Monuments : la Grande île continue d’honorer la mémoire de ceux qui l’ont annexée

À Andriba – théâtre de la fameuse bataille éponyme – un monument commémoratif discret est repeint épisodiquement. Beaucoup de vacanciers y passent, mais peu d’entre eux en connait l’histoire. On peut y lire « aux officiers, sous-officiers, brigadiers et cavaliers du 10e escadron du 1er Chasseur d’Afrique morts pour la France en 1895 ».

Le monument a été érigé sous le commandement du gouverneur général Léon Cayla et du général Roucaud, commandant supérieur des troupes à Madagascar, avec l’aide du Souvenir Français, une association française qui a pour but de faire vivre au quotidien la mémoire combattante française. À quelques kilomètres de là, dans la cité de Mahajanga, un autre monument aux soldats de l’expédition de 1895 morts pour la France a été bâti sous Gallieni, à côté du cimetière de la ville. Il est devenu ensuite celui des soldats morts durant la Grande guerre. Ces monuments inconnus par la plupart des Malgaches rappellent le passé douloureux de la Grande île quand elle a perdu sa souveraineté.

Aussi bien dans les anciennes colonies que dans les anciennes puissances coloniales, la polémique monte sur les monuments et statues liés à l’histoire coloniale ou à la traite négrière.
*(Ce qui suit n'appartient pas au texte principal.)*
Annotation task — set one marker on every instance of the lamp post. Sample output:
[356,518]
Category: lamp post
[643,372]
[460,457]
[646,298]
Dans la Grande île, les monuments que le colonisateur a érigés à l’honneur des soldats qui ont contribué à son annexion, ne font l’objet d’aucun débat. Que faire des traces, parfois gênantes, de ce passé ?
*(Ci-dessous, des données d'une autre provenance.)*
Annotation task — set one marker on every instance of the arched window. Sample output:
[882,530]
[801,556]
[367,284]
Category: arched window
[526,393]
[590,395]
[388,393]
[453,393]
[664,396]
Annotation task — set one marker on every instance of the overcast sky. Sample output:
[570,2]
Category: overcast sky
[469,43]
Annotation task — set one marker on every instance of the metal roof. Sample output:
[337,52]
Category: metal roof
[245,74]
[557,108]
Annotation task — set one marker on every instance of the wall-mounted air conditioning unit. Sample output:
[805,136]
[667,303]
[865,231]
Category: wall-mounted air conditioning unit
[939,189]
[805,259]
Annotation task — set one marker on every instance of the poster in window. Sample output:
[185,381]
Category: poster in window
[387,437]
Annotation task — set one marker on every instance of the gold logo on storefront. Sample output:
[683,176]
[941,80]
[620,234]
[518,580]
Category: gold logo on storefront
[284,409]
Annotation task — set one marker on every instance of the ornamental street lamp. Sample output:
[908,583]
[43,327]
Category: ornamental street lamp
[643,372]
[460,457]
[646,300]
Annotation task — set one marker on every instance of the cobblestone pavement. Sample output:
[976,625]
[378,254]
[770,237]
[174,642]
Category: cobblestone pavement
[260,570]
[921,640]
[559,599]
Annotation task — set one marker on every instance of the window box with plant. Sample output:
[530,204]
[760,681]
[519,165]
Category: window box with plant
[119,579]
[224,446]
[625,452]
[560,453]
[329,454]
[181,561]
« C’est un vieux débat, même entre historiens. Il y a une concurrence mémorielle. Au nom de la mémoire, les citoyens réclament que des monuments ou des statues valorisant un personnage décrié ou qui a commis des atrocités soient détruits. La mémoire est vivante. Elle a trait à l’émotionnel, c’est le passé que l’on vit au présent. Mais l’histoire est quelque chose de “mort”. C’est le passé qui est terminé », argue Denis Alexandre Lahiniriko, historien et maître de conférences au département d’histoire de l’Université d’Antananarivo. Ce dernier se fait un devoir, à chaque fois qu’il emmène des étudiants en voyage d’études, de s’arrêter à Andriba. Pour lui, le débat ne se pose pas. La colonisation fait bel et bien partie de l’histoire de Madagascar.
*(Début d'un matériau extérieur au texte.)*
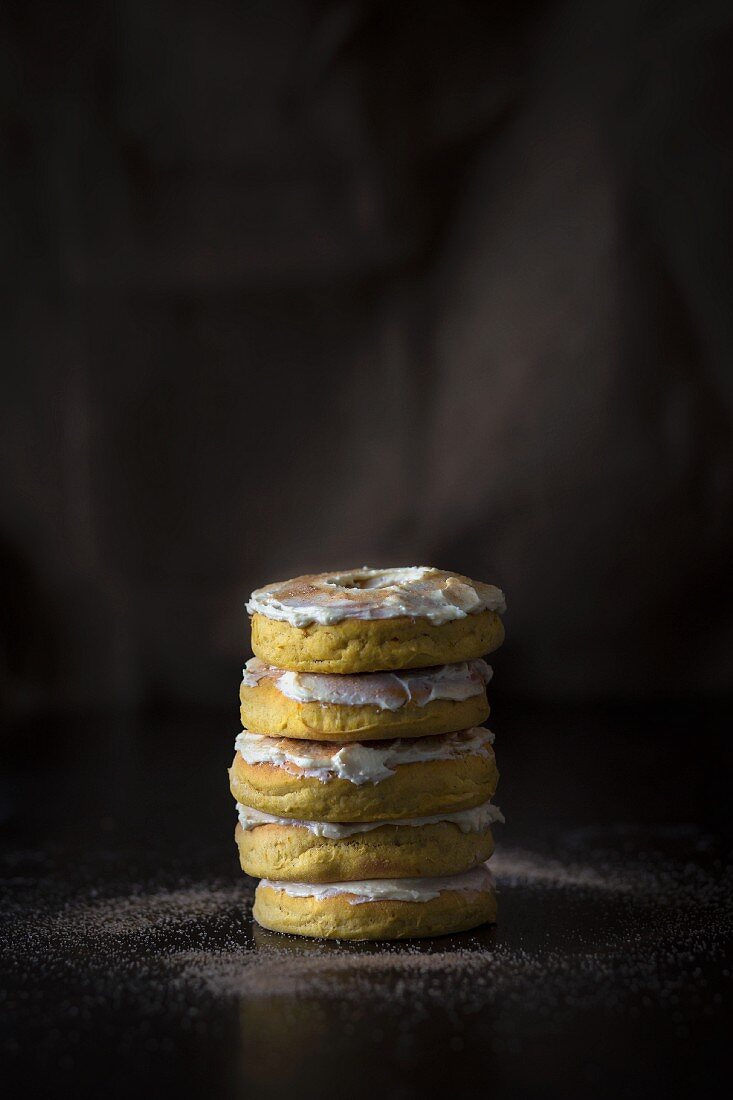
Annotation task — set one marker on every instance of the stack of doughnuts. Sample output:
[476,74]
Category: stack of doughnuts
[363,777]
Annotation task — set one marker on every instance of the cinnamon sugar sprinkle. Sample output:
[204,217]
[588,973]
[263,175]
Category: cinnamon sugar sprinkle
[622,931]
Dans le monde, les statues sont vandalisées, décapitées, voire carrément déboulonnées. « Ces statues sont devenues l’image visible de notre problématique rapport à notre passé, et un symbole fort de la lutte contre les inégalités et les différentes formes d’oppression passées et présentes », analyse Mélissa Fox-Muraton, professeur de Philosophie, Groupe ESC Clermont1. Faut-il donc détruire ces vestiges d’un passé loin d’être glorieux ? « “Déboulonner”, pourquoi ? Effacer une douleur ancrée dans la chair et dans la mémoire ? Déboulonner et y laisser un vide ou y ériger quoi ? Déboulonner et détruire ou déboulonner et placer dans un lieu pour garder une trace ? Je veux bien qu'on célèbre notre histoire, mais une histoire non édulcorée… Il faut qu'on s'accorde sur notre propre histoire et ensuite penser à déboulonner et implanter quelque chose qui ravive le vivre-ensemble », suggère Domi Sanji, designer spécialisé dans la revitalisation du patrimoine.

« Nous héritons non seulement de belles histoires, de belles légendes, mais aussi d’aspects moins glorieux et sombres du passé. C’est un tout. L’histoire ne porte pas un jugement mémoriel, estime Denis Alexandre Lahiniriko avant de conclure : bien que douloureux, ils (ces monuments) font partie de notre histoire ».